Pagina 2 | Franco Ossola: “Per sempre Grande Torino”

TORINO - Trenta luglio 1945: con ancora negli occhi i giorni della Liberazione di aprile, nasce Tuttosport, voce nuova e libera di una nuova Italia libera. Foglio bisettimanale, inizialmente. Poi con uscita trisettimanale già dopo sei mesi di vita, quindi quotidiano, dal 1951. E, nel 1951, da due anni il nuovo direttore era diventato Carlo Bergoglio, Carlin: il 4 maggio del 1949 il fondatore e primo direttore di Tuttosport, Renato Casalbore, aveva perso la vita insieme con il Grande Torino nella tragedia di Superga. Nella vita come nel dramma, all’alba di Tuttosport come nel tramonto di Casalbore e di quella meravigliosa squadra granata, nei primi dieci anni di vita del nostro giornale il connubio con il Grande Torino fu l’emblema più potente e per questo indimenticabile. Quando Tuttosport nacque, a Torino, il Grande Torino aveva già vinto una Coppa Italia e uno scudetto, nel 1943, e si preparava a inanellarne altri quattro, uno dopo l’altro, attirando su di sé l’interesse calcistico di tutto il mondo. Seguito a ruota dall’amore per il ciclismo e per le imprese in specie di Coppi e Bartali, Tuttosport e il Grande Torino formarono idealmente in quegli anni un binomio strettissimo, che oggi possiamo definire per sempre.

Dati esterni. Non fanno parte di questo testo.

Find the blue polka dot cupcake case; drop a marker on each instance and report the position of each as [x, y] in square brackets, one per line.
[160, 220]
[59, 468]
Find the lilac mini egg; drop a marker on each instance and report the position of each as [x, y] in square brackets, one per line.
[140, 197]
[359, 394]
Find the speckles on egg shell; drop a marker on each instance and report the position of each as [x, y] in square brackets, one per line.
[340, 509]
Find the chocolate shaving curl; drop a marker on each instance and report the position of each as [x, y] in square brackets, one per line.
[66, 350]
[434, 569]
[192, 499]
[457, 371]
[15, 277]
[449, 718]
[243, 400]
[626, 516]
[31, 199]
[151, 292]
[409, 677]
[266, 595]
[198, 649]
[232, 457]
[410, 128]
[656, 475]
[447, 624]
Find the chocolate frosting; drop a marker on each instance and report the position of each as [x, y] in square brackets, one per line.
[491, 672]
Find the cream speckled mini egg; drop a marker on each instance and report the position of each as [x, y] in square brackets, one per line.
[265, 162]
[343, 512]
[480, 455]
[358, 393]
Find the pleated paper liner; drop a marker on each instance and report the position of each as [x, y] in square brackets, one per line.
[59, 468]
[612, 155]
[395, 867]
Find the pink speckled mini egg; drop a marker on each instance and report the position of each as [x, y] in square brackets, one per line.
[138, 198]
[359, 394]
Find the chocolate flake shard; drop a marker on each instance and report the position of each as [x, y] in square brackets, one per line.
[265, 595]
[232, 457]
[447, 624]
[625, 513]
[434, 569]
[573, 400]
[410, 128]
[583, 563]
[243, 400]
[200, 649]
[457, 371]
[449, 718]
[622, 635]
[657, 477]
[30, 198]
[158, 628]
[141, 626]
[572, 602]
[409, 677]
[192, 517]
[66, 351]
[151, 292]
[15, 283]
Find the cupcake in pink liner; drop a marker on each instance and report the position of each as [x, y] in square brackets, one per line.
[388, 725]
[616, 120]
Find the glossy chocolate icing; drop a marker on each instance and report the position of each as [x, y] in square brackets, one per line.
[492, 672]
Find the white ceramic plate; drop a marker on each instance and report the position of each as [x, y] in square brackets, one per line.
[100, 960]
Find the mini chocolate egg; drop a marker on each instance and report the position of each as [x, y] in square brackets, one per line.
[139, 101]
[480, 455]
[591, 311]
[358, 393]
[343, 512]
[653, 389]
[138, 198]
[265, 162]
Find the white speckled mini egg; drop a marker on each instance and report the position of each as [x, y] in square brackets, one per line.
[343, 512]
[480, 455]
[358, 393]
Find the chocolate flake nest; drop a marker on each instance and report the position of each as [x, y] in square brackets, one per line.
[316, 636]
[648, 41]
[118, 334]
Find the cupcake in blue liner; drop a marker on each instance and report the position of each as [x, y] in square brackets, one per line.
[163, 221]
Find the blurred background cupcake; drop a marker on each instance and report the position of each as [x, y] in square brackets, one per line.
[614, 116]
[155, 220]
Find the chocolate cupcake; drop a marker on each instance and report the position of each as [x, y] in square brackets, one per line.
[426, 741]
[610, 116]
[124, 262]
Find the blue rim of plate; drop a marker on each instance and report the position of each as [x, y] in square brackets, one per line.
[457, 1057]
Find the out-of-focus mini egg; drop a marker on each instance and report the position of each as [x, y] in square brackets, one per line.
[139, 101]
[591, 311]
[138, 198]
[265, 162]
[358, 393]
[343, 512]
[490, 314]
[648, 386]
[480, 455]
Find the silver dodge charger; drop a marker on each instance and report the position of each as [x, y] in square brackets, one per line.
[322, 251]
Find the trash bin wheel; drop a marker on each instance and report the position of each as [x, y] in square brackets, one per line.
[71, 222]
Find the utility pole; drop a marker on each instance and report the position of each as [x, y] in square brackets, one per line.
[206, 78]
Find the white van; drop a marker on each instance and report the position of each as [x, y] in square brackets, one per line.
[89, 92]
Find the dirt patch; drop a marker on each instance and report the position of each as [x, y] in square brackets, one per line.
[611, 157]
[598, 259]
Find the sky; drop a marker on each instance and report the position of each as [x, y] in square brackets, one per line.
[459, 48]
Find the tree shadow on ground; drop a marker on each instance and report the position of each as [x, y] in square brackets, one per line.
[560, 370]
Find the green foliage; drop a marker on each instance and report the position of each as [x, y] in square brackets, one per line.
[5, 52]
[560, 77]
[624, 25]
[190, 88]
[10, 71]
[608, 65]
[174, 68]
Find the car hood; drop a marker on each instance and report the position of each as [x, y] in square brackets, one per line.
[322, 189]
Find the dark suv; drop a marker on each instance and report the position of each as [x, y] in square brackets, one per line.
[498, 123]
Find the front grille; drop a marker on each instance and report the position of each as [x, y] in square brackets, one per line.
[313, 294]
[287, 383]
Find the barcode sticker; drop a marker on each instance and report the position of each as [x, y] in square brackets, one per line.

Ne parliamo con Franco Ossola, figlio del campione del Grande Torino perito a Superga, nato otto mesi dopo la tragedia, nel gennaio 1950, poi brillante protagonista dell’atletica leggera italiana ai tempi di Mennea all’inizio degli Anni Settanta, stimato architetto, cultore della storia granata, storico dello sport, meticoloso studioso e ricercatore da mezzo secolo, autore di quasi una ventina di libri sulla storia del Torino e in particolare sull’epopea del Grande Torino. «Sì, condivido», ci ha subito risposto, all’inizio della chiacchierata. «Davvero la storia di Tuttosport si intreccia con quella granata in modo unico, straordinario. La vita e la gloria, la tragedia e la sua tristissima condivisione, in tutti i sensi. E quanto al vostro fondatore morto al fianco della squadra, al fianco di mio papà, in quel terribile schianto, dovete sapere che mia mamma Piera mi parlava spesso di Renato Casalbore. E quando lo ricordava ne elogiava sempre con un bel trasporto lo stile, l’educazione, non soltanto le capacità professionali». 
  
Renato Casalbore aveva 58 anni quando morì nel 1949. Era nato a Salerno. Agli albori della sua attività di giornalista, dapprima scrisse da collaboratore su la “Stampa Sportiva”, poi allo “Sport del Popolo”. Quindi il lungo periodo alla “Gazzetta del Popolo”. Infine, nel 1945, la fondazione di Tuttosport. 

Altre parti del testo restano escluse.